What does an orgasm feel like?
It can be so powerful that some people scream or even pass out. It's like a clenching feeling that might make you arch your back, curl your toes, or grab onto something steady. There are people who've likened it to a tickling sensation as well. You lose control or self-consciousness momentarily. It really depends on the person—but what we know for sure that it feels so, so good. Afterwards, it's normal to feel happy, relaxed, or even sleepy.
Types of female orgasm
The two common types of female orgasms are: clitoral and vaginal. As previously mentioned, many women need clitorial stimulation to even orgasm during masturbation or sex. ICYDK, the clitoris is basically made up of a bundle of nerve endings and is located in the front of the female vulva and under the hood. As you become more sexually aroused, the clit can swell up—just like a penis—and become *more* sensitive. Though there are plenty of people who rely on this stimulation, it's important to know that there are also those who don't like the sensation at all.

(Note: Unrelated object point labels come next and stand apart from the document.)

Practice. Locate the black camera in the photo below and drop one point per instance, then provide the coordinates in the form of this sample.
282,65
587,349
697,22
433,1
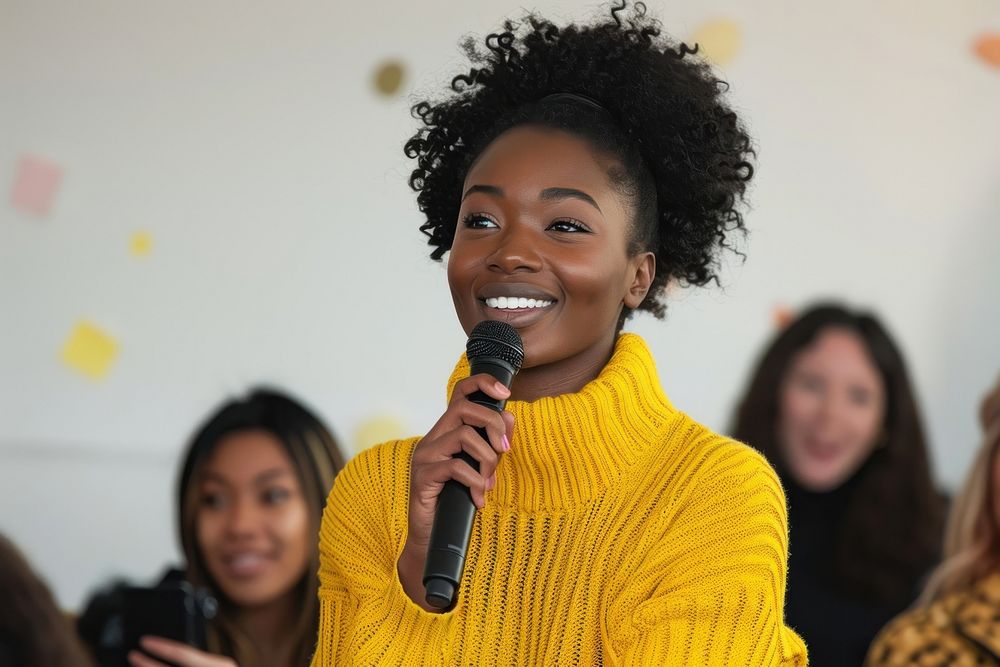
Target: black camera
173,610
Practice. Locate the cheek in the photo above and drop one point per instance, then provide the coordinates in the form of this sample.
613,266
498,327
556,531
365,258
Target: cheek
292,527
207,529
796,408
867,425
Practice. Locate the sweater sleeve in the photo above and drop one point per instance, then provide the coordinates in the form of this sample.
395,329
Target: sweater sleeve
364,612
713,591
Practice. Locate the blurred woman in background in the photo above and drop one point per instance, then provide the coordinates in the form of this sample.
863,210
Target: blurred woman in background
32,629
250,497
831,406
955,622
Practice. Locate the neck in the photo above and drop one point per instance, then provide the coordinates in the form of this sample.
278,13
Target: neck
270,629
566,376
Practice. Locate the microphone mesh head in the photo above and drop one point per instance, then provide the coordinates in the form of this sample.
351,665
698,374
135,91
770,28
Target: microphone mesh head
494,339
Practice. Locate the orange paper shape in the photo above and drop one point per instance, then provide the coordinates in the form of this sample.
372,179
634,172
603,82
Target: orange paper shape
782,316
35,185
987,47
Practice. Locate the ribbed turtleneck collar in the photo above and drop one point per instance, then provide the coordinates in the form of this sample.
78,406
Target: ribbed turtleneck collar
568,448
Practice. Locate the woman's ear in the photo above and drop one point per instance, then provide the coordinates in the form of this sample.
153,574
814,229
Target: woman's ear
642,270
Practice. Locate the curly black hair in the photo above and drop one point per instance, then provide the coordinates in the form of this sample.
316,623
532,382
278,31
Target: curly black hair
683,156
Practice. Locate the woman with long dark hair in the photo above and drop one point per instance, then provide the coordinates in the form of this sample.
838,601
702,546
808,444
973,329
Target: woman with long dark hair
32,629
831,406
250,497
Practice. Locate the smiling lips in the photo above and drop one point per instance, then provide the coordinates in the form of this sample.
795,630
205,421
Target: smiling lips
245,565
517,303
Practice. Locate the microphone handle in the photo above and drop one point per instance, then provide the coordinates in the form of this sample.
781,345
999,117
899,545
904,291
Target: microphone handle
452,527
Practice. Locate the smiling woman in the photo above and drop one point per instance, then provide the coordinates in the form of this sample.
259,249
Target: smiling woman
831,406
568,176
251,492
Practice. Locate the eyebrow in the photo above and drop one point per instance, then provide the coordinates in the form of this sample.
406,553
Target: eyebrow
547,193
265,476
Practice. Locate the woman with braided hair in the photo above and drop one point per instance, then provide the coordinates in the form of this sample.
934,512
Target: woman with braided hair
568,176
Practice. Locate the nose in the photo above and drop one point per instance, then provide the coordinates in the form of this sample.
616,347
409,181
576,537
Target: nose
516,250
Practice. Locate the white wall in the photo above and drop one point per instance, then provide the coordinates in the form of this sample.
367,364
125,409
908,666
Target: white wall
246,140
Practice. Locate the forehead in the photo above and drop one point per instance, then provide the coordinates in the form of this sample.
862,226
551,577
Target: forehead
840,351
532,157
243,455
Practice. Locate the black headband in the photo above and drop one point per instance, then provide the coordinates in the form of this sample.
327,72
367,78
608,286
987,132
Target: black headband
576,98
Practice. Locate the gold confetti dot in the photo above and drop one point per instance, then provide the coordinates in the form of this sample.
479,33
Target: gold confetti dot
718,40
89,350
377,429
987,47
141,244
389,77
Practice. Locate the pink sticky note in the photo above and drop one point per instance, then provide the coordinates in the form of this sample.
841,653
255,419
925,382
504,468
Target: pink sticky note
35,185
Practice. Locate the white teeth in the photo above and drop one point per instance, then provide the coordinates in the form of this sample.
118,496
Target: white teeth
513,302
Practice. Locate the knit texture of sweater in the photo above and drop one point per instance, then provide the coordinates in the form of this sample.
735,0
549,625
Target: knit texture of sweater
620,532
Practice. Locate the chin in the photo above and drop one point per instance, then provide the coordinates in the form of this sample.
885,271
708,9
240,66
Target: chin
821,482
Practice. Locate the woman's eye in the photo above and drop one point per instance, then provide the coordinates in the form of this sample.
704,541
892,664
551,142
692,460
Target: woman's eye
860,397
274,496
479,221
810,383
212,500
568,226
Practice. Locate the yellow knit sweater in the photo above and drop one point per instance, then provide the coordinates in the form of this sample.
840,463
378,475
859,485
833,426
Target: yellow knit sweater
620,532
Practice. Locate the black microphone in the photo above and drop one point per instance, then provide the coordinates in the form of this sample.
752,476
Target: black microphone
494,348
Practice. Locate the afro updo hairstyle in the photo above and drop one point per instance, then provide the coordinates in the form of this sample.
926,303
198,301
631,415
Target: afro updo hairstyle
684,158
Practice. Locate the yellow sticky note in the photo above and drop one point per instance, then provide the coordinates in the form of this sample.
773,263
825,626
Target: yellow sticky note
141,244
379,428
89,350
718,40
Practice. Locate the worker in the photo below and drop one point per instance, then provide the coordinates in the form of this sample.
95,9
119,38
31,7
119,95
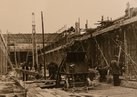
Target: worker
53,68
102,72
115,71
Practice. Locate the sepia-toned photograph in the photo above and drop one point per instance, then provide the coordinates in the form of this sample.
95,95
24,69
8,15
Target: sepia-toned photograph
68,48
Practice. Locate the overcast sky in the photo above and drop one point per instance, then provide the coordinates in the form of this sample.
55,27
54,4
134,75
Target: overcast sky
16,15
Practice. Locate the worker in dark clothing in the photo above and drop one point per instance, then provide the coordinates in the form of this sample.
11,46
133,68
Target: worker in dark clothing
115,71
102,72
53,68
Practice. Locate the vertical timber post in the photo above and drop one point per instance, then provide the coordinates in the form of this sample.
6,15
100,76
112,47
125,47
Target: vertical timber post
125,49
43,44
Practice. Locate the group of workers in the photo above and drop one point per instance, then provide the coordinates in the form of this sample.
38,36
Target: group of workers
115,69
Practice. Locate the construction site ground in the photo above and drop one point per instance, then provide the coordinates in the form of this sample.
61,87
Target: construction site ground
9,88
99,90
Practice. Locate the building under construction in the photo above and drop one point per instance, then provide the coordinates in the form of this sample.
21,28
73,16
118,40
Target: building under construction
112,38
88,48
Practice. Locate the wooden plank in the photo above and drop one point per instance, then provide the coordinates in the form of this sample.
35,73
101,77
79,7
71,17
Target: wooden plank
113,27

You can also have orgasms through vaginal stimulation or penetration; there's also the possibility that other parts of your vulva are touched while this is happening, of course. There are some people who need both clitoral and vaginal stimulation to climax. This is also where the discussion of the G-Spot comes in, though this is where two theories emerge: Is the G-Spot its own structure? Or is it actually attached to the clitoris?
Other types of stimulation
You probably already know that people have different sets of kinks. There are some studies that say clitoral or vaginal stimulation isn't necessary for someone to orgasm; people can experience orgasms through stimulation of the mouth, breasts or nipples, anus, and more.